Introduction to Digital Libraries
This tutorial is a thorough and deep introduction to the field, providing a firm foundation: covering key concepts and terminology, as well as services, systems, technologies, methods, standards, projects, issues, and practices. It introduces and builds upon a theoretical framework (‘5S’: Streams, Structures, Spaces, Scenarios, Societies), giving explanations of all the key parts of a ‘minimal digital library’, and expanding from that basis to cover key DL issues. Illustrations come from case studies and current projects, including with webpages, social networks, and long documents. Further, new material will be added on building digital libraries using container, serverless, and cloud services.

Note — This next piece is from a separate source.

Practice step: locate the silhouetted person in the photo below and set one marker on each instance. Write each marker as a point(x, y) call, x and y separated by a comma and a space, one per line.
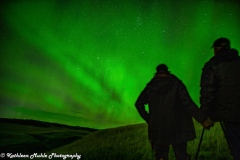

Introduction to and Hands-On Use Cases with HathiTrust Research Center’s Extracted Features 2.0 Dataset
This tutorial will introduce attendees to the HathiTrust Research Center’s Extracted Features Dataset, and demo new data fields and functionality introduced in the latest version, 2.0. Generated from the over 17 million volumes in the HathiTrust Digital Library, the EF 2.0 Dataset supports text and data mining methods while still adhering to a public domain, restriction-free data model. This tutorial will introduce the EF 2.0 Dataset, the key concepts behind its creation, and hands-on research use cases for the dataset using Python notebooks.
Systemic Challenges and Computational Solutions on Bias and Unfairness in Peer Review
Peer review is the backbone of scientific research and determines the composition of scientific digital libraries. Any systemic issues in peer review – such as biases or fraud – can systematically corrupt the resulting scientific digital library as well as any analyses on that library. They also affect billions of dollars in research grants made via peer review as well as entire careers of researchers. The tutorial will discuss various systemic issues in peer review via insightful experiments, several computational solutions proposed to address these issues, and finally a number of important open problems.